Introduction
Training the neck and traps muscles can significantly improve one’s appearance and overall strength. In this article, we’ll discuss the anatomy of these muscles, the importance of training them, and the most effective exercises to maximize growth and strength.
Key Takeaways
- Training the neck and traps can make a huge difference in appearance and strength.
- Heavy compound movements alone may not be enough to build a thick neck or massive traps.
- Direct neck and traps training will lead to more significant muscle growth and strength gains.
Anatomy of the Neck and Traps
The neck and traps muscles are essential for various movements, such as forward flexion, lateral flexion, rotation of the neck, and scapular elevation. The main muscles in these areas are:
- Sternocleidomastoid: The largest medius muscle on the neck, responsible for forward flexion, lateral flexion, and rotation of the neck.
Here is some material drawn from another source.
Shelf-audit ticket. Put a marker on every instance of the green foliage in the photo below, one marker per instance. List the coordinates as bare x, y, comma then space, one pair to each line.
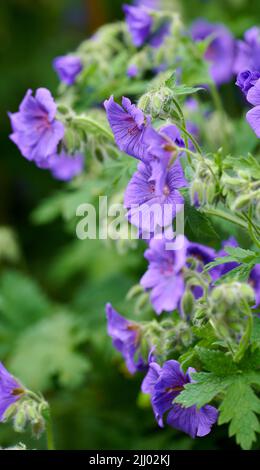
52, 321
60, 361
239, 404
- Scalene muscles: Perform forward and lateral flexion, similar to the sternocleidomastoid.
- Trapezius (traps): The largest muscle on the back of the neck, responsible for scapular elevation, neck extension, lateral flexion, and rotation.
- Splenius muscles: Extend the neck.
- Levator scapulae: Elevates the scapula, like in a shrug.
Importance of Direct Neck and Traps Training
While heavy compound movements such as squats, deadlifts, and bent rows are often recommended for building a thick neck and massive traps, research suggests that direct neck and traps training is essential for maximizing muscle growth and strength gains.
Adding direct neck extension work, such as plate-loaded extensions or partner-assisted extensions, can lead to significant increases in neck cross-sectional area. For the front and sides of the neck, neck flexion exercises like plate-loaded neck curls or partner-assisted neck curls can help grow the sternocleidomastoid muscle.
Effective Exercises for Neck and Traps
To maximize growth and strength in the neck and traps, incorporate the following exercises into your training routine:
- Plate-loaded extensions or partner-assisted neck extensions for the rear neck musculature.
- Plate-loaded neck curls or partner-assisted neck curls for the front and sides of the neck.
- Heavy deadlifts, rack pulls, or modified shrugs with arms at 30 degrees abduction for the traps.
- Upright rows with a wide grip and rope face pulls for trap activation.
- Rowing movements for mid-traps activation.
Training Frequency and Volume
For optimal results, train the neck and traps at least two times per week, with a focus on moderate reps (10-15) and a balance of flexion and extension exercises. Heavy deadlifts should be performed no more than once per week, while other trap-targeting exercises can be done two to three times weekly. Be mindful of volume, as many back and shoulder exercises also engage the traps.
Conclusion
Incorporating direct neck and traps training into your routine can lead to significant improvements in appearance and strength. By understanding the anatomy of these muscles and utilizing the most effective exercises, you can maximize muscle growth and achieve a more masculine and muscular look.